14

22.9K 1.3K 282
                                    

Erva Lydia Çetin

"Bunlarla nasıl doyuyorsun anlamıyorum."

Su, elindeki köfte ekmeği yerken benim yediğim pırasaya laf atıyordu. Gözlerimi devirip ona baktığımda kaşlarımla elindeki ekmeği gösterdim.

"Asıl sen bunu nasıl yiyorsun anlamıyorum." dediğimde ısırmak üzere olduğu ekmeği ileriye uzatıp baktı.

"Neden?"

"Okuldayız, içinde ne olduğunu bilmiyorsun. Yapmak için hayvanın neresini kullandıkları belli değil." dediğimde ekmeği sıraya bıraktı. Yarın yine aynısını alıp sınıfama geleceğine emindim.

"Ama yine de pırasadan güzel."

Onu kafamla onayladığımda bir nevi geçiştirmiştim. Söz dalaşına girmek istediğim son kişi Su'ydu. Ne desem de yine kendi bildiğini yapıyordu.

"Camları açsana sınıf havalansın." dediğim gibi içeri giren üçlü laf atmıştı.

"Kokutmuşsun yine."diyen Caner'e itici olduğunu bildiğim şekilde gülümsedim.

"İster misin?" derken kabı ona doğru uzattım. Bana doğru geldiğinde Su da yakınımızdaki camları açmayı bitirmiş yanıma oturuyordu.

"İsterim ama onu değil." dedi Su'ya bakarken, bu kaşlarımı çatmama sebep oldu. Elimi öne çıkarıp durmasını sağladığımda bana bakmıştı.

"Çek o iğrenç gözlerini arkadaşımdan." dediğimde Su da bana dönmüştü.

"Caner bana mı dedi onu?"

"Ne münasebet senin neyini isteyeyim ben?" diyerek savunmaya geçen Caner'e sırıtarak baktım. Ondan haz etmiyordum ve şu an kıvranması hoşuma gitmişti.

"Evet sana dedi.

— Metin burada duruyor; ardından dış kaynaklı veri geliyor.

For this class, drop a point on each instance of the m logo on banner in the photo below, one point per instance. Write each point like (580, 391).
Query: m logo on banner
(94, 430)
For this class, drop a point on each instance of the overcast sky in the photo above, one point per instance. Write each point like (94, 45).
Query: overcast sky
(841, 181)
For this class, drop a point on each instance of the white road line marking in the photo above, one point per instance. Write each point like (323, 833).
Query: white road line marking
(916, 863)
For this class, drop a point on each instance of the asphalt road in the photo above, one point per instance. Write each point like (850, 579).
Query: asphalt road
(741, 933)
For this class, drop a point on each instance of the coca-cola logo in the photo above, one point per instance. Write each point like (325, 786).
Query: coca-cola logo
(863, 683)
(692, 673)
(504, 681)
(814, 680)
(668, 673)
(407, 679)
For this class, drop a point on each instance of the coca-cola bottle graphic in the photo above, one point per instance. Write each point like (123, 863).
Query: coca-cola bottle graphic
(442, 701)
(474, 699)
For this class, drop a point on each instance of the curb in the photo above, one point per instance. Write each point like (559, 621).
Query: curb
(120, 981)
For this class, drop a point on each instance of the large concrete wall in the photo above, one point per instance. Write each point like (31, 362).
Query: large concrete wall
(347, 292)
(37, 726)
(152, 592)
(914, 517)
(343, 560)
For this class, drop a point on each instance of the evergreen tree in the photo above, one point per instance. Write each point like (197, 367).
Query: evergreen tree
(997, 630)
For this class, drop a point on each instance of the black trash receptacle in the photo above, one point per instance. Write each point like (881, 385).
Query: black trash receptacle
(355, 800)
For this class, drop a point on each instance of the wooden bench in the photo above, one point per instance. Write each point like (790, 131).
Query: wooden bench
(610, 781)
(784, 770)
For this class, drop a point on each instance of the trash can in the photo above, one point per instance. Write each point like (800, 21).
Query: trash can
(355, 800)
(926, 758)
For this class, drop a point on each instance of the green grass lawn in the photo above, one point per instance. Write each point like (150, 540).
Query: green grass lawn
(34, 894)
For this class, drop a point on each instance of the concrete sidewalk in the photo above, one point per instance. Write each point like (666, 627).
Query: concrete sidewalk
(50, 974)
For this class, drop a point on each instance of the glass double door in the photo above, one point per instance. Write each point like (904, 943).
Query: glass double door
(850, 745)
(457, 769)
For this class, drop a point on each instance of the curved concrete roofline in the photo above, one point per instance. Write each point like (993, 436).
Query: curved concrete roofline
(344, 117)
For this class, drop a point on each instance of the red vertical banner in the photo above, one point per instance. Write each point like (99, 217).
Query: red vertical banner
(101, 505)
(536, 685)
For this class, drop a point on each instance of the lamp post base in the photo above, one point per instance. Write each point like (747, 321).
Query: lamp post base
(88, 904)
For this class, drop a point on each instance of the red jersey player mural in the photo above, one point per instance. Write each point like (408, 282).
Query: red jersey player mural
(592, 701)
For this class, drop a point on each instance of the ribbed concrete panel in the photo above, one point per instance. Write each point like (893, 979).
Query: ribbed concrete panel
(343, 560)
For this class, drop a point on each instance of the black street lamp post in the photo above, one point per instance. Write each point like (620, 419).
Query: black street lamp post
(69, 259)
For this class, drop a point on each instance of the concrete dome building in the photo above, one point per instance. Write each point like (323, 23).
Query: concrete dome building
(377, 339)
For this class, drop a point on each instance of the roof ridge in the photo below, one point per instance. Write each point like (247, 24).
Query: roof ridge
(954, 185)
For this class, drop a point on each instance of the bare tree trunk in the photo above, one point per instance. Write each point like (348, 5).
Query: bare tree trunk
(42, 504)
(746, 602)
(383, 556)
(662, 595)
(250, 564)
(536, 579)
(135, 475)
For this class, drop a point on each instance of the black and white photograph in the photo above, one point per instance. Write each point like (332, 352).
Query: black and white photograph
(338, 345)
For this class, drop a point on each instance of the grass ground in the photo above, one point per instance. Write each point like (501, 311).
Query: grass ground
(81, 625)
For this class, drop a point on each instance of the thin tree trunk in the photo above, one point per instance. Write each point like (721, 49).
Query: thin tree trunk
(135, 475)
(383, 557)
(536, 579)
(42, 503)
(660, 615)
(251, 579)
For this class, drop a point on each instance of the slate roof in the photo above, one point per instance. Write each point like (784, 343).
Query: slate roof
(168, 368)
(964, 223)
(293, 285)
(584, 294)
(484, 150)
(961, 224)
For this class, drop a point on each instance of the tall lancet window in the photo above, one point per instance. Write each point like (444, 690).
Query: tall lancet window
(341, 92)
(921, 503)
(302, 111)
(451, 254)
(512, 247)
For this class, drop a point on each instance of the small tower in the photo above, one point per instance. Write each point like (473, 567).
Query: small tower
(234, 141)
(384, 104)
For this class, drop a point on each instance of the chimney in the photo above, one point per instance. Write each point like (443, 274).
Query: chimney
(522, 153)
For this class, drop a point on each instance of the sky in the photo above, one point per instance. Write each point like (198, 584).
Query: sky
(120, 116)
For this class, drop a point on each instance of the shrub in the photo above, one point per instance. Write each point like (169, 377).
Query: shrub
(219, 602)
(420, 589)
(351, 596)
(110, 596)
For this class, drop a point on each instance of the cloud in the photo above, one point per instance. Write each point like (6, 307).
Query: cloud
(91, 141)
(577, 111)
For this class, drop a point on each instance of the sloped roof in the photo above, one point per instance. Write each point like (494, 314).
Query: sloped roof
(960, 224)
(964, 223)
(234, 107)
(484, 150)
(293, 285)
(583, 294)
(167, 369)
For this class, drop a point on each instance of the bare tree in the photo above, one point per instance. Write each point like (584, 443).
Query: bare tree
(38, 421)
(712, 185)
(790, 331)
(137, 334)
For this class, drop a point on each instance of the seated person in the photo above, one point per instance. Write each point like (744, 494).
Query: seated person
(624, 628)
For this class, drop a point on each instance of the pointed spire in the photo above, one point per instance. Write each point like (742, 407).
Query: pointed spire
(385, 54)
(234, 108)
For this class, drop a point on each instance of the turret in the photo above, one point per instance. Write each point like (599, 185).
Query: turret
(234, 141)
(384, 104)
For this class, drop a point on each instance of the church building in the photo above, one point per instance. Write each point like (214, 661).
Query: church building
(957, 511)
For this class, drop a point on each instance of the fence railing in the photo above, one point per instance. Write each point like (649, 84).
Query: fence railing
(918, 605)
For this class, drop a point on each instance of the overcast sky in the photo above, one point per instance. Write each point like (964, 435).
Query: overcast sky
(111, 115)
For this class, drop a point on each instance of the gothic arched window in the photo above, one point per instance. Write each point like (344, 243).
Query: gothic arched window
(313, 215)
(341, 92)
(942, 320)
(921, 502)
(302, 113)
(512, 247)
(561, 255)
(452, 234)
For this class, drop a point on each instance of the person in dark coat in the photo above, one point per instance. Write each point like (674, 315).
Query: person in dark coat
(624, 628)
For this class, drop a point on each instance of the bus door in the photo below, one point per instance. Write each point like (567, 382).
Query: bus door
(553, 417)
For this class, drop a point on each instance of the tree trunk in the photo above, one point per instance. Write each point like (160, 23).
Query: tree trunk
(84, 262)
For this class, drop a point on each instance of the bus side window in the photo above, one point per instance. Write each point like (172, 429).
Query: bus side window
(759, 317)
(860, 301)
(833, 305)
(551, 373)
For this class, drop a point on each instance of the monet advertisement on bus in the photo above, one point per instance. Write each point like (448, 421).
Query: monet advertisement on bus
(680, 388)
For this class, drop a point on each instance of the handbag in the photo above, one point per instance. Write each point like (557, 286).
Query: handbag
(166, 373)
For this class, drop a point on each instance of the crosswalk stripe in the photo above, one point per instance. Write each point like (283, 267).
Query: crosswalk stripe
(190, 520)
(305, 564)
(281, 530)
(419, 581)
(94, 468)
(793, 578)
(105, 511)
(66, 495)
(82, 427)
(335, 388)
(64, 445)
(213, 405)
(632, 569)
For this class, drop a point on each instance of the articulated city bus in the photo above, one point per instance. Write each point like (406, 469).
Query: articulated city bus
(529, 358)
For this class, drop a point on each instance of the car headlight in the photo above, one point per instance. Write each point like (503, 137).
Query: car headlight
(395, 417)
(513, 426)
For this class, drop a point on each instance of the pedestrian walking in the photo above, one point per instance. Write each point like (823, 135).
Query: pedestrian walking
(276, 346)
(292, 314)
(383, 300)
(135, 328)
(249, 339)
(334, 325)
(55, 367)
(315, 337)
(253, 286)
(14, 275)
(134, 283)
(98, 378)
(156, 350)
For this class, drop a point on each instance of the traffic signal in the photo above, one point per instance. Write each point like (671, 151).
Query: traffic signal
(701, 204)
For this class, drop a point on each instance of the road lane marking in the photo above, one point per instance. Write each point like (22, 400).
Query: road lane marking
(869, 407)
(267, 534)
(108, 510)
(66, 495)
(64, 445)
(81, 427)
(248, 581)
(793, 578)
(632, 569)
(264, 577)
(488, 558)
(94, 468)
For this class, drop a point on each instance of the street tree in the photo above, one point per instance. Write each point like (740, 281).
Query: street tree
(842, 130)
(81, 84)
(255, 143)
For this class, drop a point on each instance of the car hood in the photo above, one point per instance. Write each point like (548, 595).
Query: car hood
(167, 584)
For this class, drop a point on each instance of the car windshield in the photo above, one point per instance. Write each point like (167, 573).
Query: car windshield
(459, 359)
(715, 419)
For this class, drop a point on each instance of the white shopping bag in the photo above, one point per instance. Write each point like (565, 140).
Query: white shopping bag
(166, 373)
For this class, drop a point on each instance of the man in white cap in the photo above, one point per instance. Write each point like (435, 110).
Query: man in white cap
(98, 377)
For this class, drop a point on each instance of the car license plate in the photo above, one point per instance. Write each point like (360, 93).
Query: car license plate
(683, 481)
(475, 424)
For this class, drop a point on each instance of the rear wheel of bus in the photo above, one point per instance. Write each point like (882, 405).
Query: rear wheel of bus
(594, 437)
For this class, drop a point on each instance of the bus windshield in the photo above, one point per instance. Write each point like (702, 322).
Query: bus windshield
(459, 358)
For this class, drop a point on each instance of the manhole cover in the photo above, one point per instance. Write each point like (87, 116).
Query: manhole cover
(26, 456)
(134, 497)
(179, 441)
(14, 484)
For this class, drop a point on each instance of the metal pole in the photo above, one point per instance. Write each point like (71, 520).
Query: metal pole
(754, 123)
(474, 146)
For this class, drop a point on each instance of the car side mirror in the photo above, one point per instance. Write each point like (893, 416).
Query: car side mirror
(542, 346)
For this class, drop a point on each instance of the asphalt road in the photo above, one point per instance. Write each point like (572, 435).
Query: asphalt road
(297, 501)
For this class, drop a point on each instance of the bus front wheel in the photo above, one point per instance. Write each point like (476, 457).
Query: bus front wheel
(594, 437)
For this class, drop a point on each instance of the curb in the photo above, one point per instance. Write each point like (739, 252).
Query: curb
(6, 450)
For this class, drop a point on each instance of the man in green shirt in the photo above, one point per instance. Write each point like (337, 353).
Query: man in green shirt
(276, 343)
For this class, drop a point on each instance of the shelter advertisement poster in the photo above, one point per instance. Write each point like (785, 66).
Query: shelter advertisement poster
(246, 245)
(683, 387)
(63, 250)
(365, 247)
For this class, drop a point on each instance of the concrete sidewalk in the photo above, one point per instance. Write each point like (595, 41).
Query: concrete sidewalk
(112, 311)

Ben bu çocuktan her şeyi beklerim Su."

Kurduğum her kelimede gözleri açılan Caner, beni boğazlamak istiyordu. Bakışlarından bunu çok net anlayabiliyordum.

"Domalayım sik bir de." dediğinde yüzümü buruşturdum.

"Terbiyesizleşme."

"Caner, hadi abicim maç var." Bakışlarım Caner'in arkasına döndüğünde Emre ve Gezer'i gördüm. Sınıf kapısının yanında sıraya oturmuş Caner'i bekliyorlardı.

"Ne maçı?" diye soran Su'ya hayretle döndüğümde ağzım şaşkınlıktan açılmıştı.

"Sana bu çocukta tecavüzcü Coşkun ruhu var diyorum ve sen onunla iletişim kurmaya devam mı ediyorsun?"

Su gözlerini devirip sıradan kalktığında beni de kaldırmıştı.

"Canım sen biraz gıcık oluyorsun Caner'e herhalde. Hem ben de maçı izlemek istiyorum."

"Biraz az kalır." Aynı anda Caner ile konuştuğumuzda başka bir ses daha duyuldu.

"Sikeyim." Sessiz bir şekilde edilen küfüre eşlik eden yüz sıvazlaması Gezer'e aitti. Hepimiz ona döndüğümüzde oluşan sessizliği tuhaf bulmuş olmalı ki yüzündeki elleri çekip bize bakmıştı.

"Maç başladı." dediğinde kaşlarım çatıldı.

"Git o zaman, kimse seni tutmuyor." dedim kolumu Su'dan kurtarıp göğsümde birleştirirken. Oturduğu sıradan kalkıp sınıftan çıktığında kaşlarım daha da çatıldı.

"Şu çocuğu bile bunalttın ya helal olsun sana." diyen Caner ellerini saçıma daldırmıştı. Hızlı bir şekilde karıştırdığında çığlık atıp geriye kaçtım. Elimden gelse bu çocuğu bir kaşık suda boğardım.

"Arkadaşların gitti sen de gitsene. Ne duruyorsun burada abaza?" dediğimde Su'ya gönderme yapmıştım. Abaza lafımla kaşları çatılırken savunmaya geçti.

"Ne abazası amına koyayım? Su da gelmek istiyormuş ona soracaktım gelecek misin diye." dediğinde sırıtarak ona baktım.

"Neden bana da sormuyorsun?"

"Sen gelmek istemiyorsun." dediğinde sınıf kapısına doğru yürüdüm.

"Yo istiyorum." derken aklıma pırasam geldi. Daha bitirememiştim ama Caner'in kıvranması için onu yemeği erteleyebilirdim.